To accentuate the positives, here is a lyrical passage about the initial sensations a character experiences upon playing one of the cursed recordings: “All at once, his mind was a dazzling, baroque web of crisscrossing emotions—all of them spectacular. He felt the electric excitement of a child who’d just woken up and realized it was Christmas morning; the fluttering sense of vertigo a teenager experiences upon receiving their first kiss; the comfort and coziness of a boy up past his bedtime, sitting at the top of the stairs as he listened to the adults down in the living room talk and clink glasses and play cards; the intoxicating rush of climbing out the window and spiriting away into the darkness with his friends, the night ahead of them filled with laughter and discovery and endless possibilities.”
Such euphoria is, of course, temporary. This is a horror story, after all: “Charlie felt his body go limp. The moldering hands squeezed his head like a vise, and all at once, every memory he’d ever made came crashing into his mind like a thunderous rogue wave. Images of his own life, his own experiences, whipped past his eyes at a dizzying speed like demon-possessed microfiche. Every face he’d ever met, every voice he’d ever heard spoke at once. Every feeling he’d ever experienced, he now experienced simultaneously.” This description of a merciless onslaught of the senses is quite potent.
For those who play the records, seeing the dead is an unwanted by-product. The young woman who works at the record store has a particularly unnerving encounter: “The corpse floated weightlessly, almost above the water. Her black, gelatinous hair clung to her head like seaweed, and she was incredibly thin—with skin like soiled tissue paper that stretched across her bones. Blue varicose veins crawled up her thighs like earthworms, and the skin around her lips was red and patchy.” The quotation gets bonus points for incorporating three nice similes. Varicose veins and earthworms present a particularly striking image.
Now for the Side B analogy. The second half of the novel in general has an odd pacing: it seems to rush in some places while being sluggish in others. Plus, the plot falls into the trap of escalation of action scenes. Increasingly outlandish scenarios cause ruptures in plot flow. For example, a car crash is turned into a hippodrome from hell when a trailer full of horses is involved.
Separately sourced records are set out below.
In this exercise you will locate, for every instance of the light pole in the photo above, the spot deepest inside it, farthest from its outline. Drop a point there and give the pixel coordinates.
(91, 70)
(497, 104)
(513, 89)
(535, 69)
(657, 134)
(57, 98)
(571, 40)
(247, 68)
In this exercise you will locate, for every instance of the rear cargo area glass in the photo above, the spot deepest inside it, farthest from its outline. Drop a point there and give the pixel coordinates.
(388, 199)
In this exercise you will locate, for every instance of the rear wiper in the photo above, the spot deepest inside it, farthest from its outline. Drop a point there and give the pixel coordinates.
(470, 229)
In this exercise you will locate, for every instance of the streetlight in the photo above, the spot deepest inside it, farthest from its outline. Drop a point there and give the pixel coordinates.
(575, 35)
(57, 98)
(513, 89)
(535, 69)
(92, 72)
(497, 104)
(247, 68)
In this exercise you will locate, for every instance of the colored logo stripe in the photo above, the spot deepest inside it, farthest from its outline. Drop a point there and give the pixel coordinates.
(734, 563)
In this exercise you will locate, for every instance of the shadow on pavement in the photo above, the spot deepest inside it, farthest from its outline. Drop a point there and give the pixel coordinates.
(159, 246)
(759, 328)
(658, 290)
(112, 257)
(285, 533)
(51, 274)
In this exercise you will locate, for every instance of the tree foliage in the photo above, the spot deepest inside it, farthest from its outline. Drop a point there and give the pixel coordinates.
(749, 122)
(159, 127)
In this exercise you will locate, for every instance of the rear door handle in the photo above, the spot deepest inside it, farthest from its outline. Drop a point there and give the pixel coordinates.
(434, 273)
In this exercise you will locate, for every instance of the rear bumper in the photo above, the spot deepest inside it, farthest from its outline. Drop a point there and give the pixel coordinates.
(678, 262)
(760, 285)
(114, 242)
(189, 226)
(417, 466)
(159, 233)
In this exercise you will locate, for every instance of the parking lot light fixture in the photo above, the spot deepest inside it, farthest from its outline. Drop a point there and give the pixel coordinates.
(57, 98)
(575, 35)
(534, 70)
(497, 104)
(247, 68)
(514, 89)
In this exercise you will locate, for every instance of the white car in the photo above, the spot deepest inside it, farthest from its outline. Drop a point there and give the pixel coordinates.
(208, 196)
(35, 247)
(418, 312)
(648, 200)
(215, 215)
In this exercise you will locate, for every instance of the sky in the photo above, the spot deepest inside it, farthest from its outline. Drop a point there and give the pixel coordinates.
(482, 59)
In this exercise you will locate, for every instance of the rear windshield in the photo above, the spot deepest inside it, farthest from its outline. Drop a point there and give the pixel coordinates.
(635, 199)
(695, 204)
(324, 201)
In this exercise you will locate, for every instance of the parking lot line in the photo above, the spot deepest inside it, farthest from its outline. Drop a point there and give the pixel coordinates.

While the premise of any horror narrative requires suspension of belief, there needn’t be scenes that stick out as preposterous because of the notion that bigger is better or perhaps more cinematic. Which is akin to the offensively pervasive notion that extensive implementation of CGI makes a movie more exciting.
The novel’s denouement is ironic and surprising. What happens to one of the characters is jolting. That doesn’t quite iron out the wrinkles of the book’s second half but does get credit for being unexpected and imaginative. Schrader’s Chord, published by Nightfire, didn’t assiduously have me “Shakin’ All Over.” But Scott Leeds’s debut still leaves me “Wishin’ and Hopin’” to read the author’s next work.